I've said it many times before:
If you are an athlete, you are cheating yourself by not optimizing your nitric oxide (NO) level prior to training and competition.
Not an athlete? A high NO level is still a necessity for optimal health and well-being. It improves blood flow to the brain (promoting better focus and concentration); it improves sexual function and response (Cialis, Viagra, and Levitra all work by increasing the body's ability to utilize NO);and it can even slow down the process of aging(look for more on this topic in an upcoming post)....
Recent research provides further insights into the physiological importance of NO.
Previous studies report thatdietary nitrates increase skeletal muscle function during (endurance) exercise. David Poole and his colleagues from Kansas State University now report that, "nitrates in beetroot juice not only increased blood flow to the skeletal muscles during exercise by 38% but it was preferential to the less-oxygenated, fast-twitch muscles. The observation that dietary nitrate supplementation via beetroot juice improves metabolic control in fast twitch muscle provide a mechanism for the beetroot juice-induced improvements in high-intensity exercise performance seen in humans.”...

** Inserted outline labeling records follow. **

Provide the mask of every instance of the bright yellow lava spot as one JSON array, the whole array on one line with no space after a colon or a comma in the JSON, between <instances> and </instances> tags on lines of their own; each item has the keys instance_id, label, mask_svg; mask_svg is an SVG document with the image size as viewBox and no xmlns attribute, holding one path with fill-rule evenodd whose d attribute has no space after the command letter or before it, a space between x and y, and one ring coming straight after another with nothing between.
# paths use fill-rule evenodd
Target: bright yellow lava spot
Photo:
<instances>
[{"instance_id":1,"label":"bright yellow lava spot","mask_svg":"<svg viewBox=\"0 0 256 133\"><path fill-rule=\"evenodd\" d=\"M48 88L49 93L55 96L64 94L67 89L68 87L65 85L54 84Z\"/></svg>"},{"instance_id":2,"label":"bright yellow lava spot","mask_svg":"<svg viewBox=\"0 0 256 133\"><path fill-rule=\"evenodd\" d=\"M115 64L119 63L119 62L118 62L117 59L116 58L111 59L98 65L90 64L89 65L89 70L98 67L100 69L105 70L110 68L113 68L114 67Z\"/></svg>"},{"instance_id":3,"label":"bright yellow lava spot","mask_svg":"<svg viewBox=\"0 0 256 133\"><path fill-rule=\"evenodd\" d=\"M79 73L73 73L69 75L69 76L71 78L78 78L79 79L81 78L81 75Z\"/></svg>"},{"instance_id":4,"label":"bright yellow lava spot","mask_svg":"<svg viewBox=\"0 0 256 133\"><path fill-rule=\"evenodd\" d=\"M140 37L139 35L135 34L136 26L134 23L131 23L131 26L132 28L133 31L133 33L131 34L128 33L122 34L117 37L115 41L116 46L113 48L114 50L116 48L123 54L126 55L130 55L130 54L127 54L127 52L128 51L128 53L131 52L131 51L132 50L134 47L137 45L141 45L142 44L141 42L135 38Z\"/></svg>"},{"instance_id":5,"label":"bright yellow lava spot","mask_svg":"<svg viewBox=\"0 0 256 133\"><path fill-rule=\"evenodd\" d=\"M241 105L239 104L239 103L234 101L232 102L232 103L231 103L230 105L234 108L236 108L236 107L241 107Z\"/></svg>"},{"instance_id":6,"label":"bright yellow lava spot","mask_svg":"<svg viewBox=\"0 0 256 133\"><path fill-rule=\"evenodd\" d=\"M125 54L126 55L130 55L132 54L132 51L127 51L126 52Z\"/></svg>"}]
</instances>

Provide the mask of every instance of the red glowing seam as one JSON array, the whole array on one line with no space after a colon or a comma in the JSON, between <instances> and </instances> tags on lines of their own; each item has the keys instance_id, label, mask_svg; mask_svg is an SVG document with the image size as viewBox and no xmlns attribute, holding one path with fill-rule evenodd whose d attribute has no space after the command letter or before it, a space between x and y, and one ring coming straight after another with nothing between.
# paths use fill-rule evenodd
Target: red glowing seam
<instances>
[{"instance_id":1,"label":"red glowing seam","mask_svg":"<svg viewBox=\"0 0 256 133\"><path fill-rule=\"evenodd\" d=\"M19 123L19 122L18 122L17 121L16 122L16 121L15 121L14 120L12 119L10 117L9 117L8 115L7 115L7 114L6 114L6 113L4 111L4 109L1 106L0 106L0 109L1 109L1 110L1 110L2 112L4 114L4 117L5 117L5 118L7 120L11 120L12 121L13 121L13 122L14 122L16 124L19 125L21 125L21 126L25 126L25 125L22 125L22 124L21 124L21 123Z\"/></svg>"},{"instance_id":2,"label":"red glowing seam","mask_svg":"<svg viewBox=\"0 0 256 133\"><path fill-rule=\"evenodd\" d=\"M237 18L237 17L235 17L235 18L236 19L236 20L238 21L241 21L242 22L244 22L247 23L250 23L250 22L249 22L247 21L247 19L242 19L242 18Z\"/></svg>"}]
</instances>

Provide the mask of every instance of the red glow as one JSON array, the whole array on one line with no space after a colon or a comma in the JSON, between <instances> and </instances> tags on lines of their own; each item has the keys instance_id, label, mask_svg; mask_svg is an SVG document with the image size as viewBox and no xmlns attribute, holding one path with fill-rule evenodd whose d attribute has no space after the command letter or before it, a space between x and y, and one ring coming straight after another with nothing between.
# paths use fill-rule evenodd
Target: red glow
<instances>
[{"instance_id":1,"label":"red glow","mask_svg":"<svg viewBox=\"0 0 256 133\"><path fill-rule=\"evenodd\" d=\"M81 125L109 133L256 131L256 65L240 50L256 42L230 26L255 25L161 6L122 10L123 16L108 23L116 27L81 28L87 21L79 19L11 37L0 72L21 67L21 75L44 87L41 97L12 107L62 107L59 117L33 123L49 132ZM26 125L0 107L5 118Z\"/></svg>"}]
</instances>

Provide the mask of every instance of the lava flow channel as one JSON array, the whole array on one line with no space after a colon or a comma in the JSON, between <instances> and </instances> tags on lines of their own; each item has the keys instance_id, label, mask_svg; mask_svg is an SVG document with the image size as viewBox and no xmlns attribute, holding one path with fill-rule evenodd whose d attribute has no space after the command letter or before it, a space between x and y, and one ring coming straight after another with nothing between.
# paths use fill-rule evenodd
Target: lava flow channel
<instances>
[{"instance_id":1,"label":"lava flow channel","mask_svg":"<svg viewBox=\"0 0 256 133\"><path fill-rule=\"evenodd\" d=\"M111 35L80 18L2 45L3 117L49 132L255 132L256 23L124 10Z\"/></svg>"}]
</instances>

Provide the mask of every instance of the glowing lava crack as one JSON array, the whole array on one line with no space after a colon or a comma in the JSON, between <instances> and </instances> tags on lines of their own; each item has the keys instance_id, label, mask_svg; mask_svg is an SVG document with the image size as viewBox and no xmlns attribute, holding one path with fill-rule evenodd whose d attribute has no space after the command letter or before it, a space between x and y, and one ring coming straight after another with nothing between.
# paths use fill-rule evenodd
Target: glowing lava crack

Scott K. Ferguson, Clark T. Holdsworth, Jennifer L. Wright, Alex J. Fees, Jason D. Allen, David C. Poole, et al. “Microvascular oxygen pressures in muscles comprised of different fiber types: Impact of dietary nitrate supplementation.” Journal of Nitric Oxide, Biology and Chemistry, 2 October 2014.
The benefits of beetroot come from the nitrate found within it. The amount of nitrate in a 70-milliliter serving of beetroot juice is equivalent to that found in a full 100 grams of spinach. When consumed, nitrate is reduced in the mouth by bacteria into nitrite. The nitrite is swallowed again and then reduced to nitric oxide, which is a potent vasodilator. The nitric oxide dilates the blood vessels (similar to turning on a water faucet), allowing for faster, more efficient blood flow.
While beetroot juice can be effective, it has drawbacks for long term use.
*It's high in carbohydrates
*It's high in oxalates (which can impair kidney function)
*Nitrate levels are inconsistent, varying on the beetroot source
*It's inconvenient and costly ($3.00 or more per single dose)
*It's taste is unpalatable for many
*It doesn't work for those with oral and/or gastrointestinal bacteria imbalances
*It only supports one of the two main nitric oxide production pathways.
A more efficient, convenient, and cost-effective way to raise your nitric oxide to an optimal level is to supplement your diet..
By using a powdered, nitrate-rich, whole-food concentrate like Chocoberry Blastand a nitrate-rich lozenge like Charge! or Neo40. Both of these formulas provide high-nitrate beet concentrate along with synergistic NO-supporting nutrients including citrulline, hawthorne, and pomegranate.
Here is a synopsis of the study..
A number of high-profile football teams claim that NO supplementation has improved their athletic performance and recovery. The Auburn University football team's pre-game ritual includes the use of beetroot juice, which may very well have contributed to its recent, winning season. As mentioned earlier, an exercise physiologist who has been studying beetroot supplements for several years agrees:
"Our research, published in the journal Physiology in 2013, has shown that the nitrate found in beetroot concentrate increases blood flow to skeletal muscles during exercise," said David Poole, professor of exercise kinesiology and anatomy and physiology at Kansas State University. The journal Physiology is widely regarded as the world's premiere physiology journal.
The researchers' latest study, "Microvascular oxygen pressures in muscles comprised of different fiber types: Impact of dietary nitrate supplementation," was published in the Journal of Nitric Oxide, Biology and Chemistry. This work provides the basis for how beetroot juice may also benefit football players by preferentially increasing blood flow to fast-twitch muscle fibers, the ones used for explosive running. This work was performed by Poole; Scott Ferguson, doctoral student in anatomy and physiology; and Timothy Musch, professor of exercise kinesiology and anatomy and physiology, all at Kansas State University.
In addition to improving athletic performance, the research also found that beetroot juice can improve quality of life for heart failure patients.
"Remember, for every one football player in the United States, there are many thousands of heart failure patients that would benefit from this therapy," Poole said. "It's a big deal because even if you can only increase oxygen delivery by 10 percent, that can be the difference between a patient being wheelchair-bound versus getting up and walking around and interacting with his or her family."
"Heart failure is a disease where oxygen delivery to particular tissues, especially working skeletal muscles, is impaired, decreasing the capacity to move the arms or legs and be physically active," Poole said. "The best therapy for these patients is getting up and moving around. However, that is often difficult. Increasing the oxygen delivery to these muscles through beetroot can provide a therapeutic avenue to improve the quality of life for these patients."